I thought I was getting better, and the words are pitiful even in the silence of her own mind. I thought this was over.
But she’s beginning to realize there isn’t an over, not really. The waves can just keep on coming like this, and there’s nothing she can do to stop them.
Amma doesn’t cross the space between their beds this time, doesn’t make those soothing noises that Brittany simultaneously hates and appreciates, so Brittany stays curled up into herself like a wounded animal, waiting for the sun to rise.
Once it does, they go back out, walk the streets, duck into shops, eat more overpriced pasta, and it’s only as the sky turns to dusk, as they sit at another outdoor café, that Brittany utters the words that have been on the tip of her tongue all day.
“Maybe we should go home.”
She knows Amma is thinking it, too: that they’ve had their moments of fun, but this isn’t the escape they were after. Except, maybe it is, for Amma? Brittany can never really tell. She loves the other girl, loves her more dearly than she’s ever loved any friend, but over and over again, she’s reminded that they only have this one awful thing in common, and nothing else. She doesn’t really know what Amma is like, regular Amma, in-the-before Amma. She could be suffering, too—just better at hiding it.
Now, she looks across the table at Brittany and gives a little shrug. “Maybe we should. My money is getting tight, and at least we got to see Paris and we’ve had nearly a week here in Rome. That’s not nothing.”
It’s true. Brittany had always dreamed of visiting both cities, had hung a poster of the Eiffel Tower in her dorm room, for fuck’s sake, and now she’s also tasted gelato in the shadow of the Colosseum. Maybe it’s enough.
She stirs her cappuccino, glances over at the table of people next to her, raggedy backpacks by their feet. They’re a little sunburned, their clothes wrinkled and dull in the way things get when they’re repeatedly cleaned in hostel sinks and never dry completely. One of the girls leans down to unbuckle her sandal, laughing when the straps fall away to reveal stripes of pale skin amongst a layer of dust. Brittany’s accumulated that dust, too, walking through Rome, and she wishes she had that girl’s easy laugh, wishes all of this wasn’t so fucking hard for her for some reason.
And then she realizes the girl is staring directly at her, her sheaf of strawberry-blond hair pushed behind one ear as she grins and waves at Brittany.
Brittany nods back, but to her surprise, the girl actually gets up from her seat, crossing the crowded little café to come over to their table.
“Hiya!” she says brightly, and then she’s offering her hand, a faded, fraying string bracelet around one slender wrist. “I’m Chloe.”

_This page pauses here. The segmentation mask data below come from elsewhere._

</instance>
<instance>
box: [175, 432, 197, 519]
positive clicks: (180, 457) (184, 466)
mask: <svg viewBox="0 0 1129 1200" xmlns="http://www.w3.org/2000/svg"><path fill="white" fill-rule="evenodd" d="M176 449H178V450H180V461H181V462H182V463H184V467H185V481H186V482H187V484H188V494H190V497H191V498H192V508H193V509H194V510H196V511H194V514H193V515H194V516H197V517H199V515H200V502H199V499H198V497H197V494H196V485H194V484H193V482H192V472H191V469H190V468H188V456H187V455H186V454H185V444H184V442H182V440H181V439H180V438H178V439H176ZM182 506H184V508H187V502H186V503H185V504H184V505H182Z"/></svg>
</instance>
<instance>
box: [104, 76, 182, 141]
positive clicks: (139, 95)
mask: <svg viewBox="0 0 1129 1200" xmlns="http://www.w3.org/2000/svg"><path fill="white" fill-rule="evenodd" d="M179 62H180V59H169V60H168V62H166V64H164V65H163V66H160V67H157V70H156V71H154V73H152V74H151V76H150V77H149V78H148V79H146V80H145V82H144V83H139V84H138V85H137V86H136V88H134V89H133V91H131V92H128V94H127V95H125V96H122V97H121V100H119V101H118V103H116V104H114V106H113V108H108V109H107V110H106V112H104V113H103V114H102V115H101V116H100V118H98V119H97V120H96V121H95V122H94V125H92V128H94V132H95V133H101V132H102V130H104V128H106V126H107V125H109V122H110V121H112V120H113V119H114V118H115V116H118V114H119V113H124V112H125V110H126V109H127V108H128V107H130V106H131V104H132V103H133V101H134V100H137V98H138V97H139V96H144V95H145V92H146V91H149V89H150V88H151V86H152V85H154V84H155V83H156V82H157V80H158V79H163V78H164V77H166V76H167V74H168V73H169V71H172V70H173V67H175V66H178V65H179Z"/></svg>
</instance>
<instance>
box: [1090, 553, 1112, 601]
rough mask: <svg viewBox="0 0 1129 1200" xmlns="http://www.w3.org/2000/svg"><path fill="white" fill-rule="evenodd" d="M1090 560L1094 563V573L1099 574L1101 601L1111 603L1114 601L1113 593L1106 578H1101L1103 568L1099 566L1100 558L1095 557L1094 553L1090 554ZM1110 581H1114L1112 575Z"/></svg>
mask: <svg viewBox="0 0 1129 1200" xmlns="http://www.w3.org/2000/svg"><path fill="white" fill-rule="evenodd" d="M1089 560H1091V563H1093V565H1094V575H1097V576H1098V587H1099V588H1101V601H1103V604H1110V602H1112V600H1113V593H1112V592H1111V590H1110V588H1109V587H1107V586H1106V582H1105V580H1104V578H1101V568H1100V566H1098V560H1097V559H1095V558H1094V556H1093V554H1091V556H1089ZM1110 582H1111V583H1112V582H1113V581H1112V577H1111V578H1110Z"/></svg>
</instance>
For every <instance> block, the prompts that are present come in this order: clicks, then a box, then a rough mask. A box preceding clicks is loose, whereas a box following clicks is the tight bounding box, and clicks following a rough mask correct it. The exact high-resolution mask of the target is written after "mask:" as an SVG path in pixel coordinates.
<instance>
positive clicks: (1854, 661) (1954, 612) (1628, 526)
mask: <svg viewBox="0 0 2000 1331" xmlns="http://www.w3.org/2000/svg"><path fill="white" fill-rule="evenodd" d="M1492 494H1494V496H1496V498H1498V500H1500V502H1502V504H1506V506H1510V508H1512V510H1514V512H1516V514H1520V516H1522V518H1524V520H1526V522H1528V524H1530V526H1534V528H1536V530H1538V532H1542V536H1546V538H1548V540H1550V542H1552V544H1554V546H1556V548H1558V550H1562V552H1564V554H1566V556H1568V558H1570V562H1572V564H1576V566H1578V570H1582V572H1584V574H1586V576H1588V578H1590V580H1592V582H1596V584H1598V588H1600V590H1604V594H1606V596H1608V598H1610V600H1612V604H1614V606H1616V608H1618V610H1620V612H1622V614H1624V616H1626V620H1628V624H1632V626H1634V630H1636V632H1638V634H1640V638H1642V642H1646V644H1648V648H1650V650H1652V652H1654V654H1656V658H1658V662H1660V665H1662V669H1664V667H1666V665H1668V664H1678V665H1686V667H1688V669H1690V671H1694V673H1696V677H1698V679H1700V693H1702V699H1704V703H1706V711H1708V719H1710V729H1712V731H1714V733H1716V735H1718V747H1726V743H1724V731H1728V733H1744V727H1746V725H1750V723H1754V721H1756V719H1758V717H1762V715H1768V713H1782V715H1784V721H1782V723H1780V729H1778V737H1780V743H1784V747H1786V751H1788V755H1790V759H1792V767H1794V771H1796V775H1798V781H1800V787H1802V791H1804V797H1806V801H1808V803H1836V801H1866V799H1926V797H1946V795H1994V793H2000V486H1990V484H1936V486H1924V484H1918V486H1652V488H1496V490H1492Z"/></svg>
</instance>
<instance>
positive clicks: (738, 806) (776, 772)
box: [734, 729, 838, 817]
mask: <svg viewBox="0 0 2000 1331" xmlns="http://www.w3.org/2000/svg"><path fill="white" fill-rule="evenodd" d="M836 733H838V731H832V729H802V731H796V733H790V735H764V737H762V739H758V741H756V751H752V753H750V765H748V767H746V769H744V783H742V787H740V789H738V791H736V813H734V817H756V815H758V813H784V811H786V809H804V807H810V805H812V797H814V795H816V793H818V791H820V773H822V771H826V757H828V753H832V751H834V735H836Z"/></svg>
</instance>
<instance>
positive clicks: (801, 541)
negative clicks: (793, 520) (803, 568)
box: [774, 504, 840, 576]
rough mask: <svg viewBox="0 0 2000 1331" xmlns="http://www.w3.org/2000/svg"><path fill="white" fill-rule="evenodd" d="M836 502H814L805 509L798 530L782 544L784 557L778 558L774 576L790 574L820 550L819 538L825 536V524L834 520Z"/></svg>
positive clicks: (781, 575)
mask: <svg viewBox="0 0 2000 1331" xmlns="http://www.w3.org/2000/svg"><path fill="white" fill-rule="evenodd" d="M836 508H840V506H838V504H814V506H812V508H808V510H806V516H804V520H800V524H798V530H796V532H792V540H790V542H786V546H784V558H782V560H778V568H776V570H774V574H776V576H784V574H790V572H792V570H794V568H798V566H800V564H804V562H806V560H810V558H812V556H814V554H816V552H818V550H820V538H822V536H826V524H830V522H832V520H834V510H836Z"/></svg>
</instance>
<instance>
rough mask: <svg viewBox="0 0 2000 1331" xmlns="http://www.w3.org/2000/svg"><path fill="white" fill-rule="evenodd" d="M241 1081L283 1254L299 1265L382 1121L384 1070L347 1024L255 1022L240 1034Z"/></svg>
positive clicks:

A small moment. But that’s how it starts.
Dear Mama/Pop/Sis:
Greetings from Paradise! Me and the boys landed a real sweet assignment and find ourselves on [CENSORED]. It’s so pretty, I wish you all could see it. Like that book I made Pop read every night when I was twelve, Robinson Crusoe. There are palm trees everywhere, coconuts, too. One of the fellas, [CENSORED], even made a pet out of a monkey! We call him Barnum, and [CENSORED] trained him to take peanuts right out of our hands. It really passes the time, but it makes me miss home and Shep even more. He still doing good? I know he’s getting old, but tell him he’s gotta hang on til we’re done whooping these guys!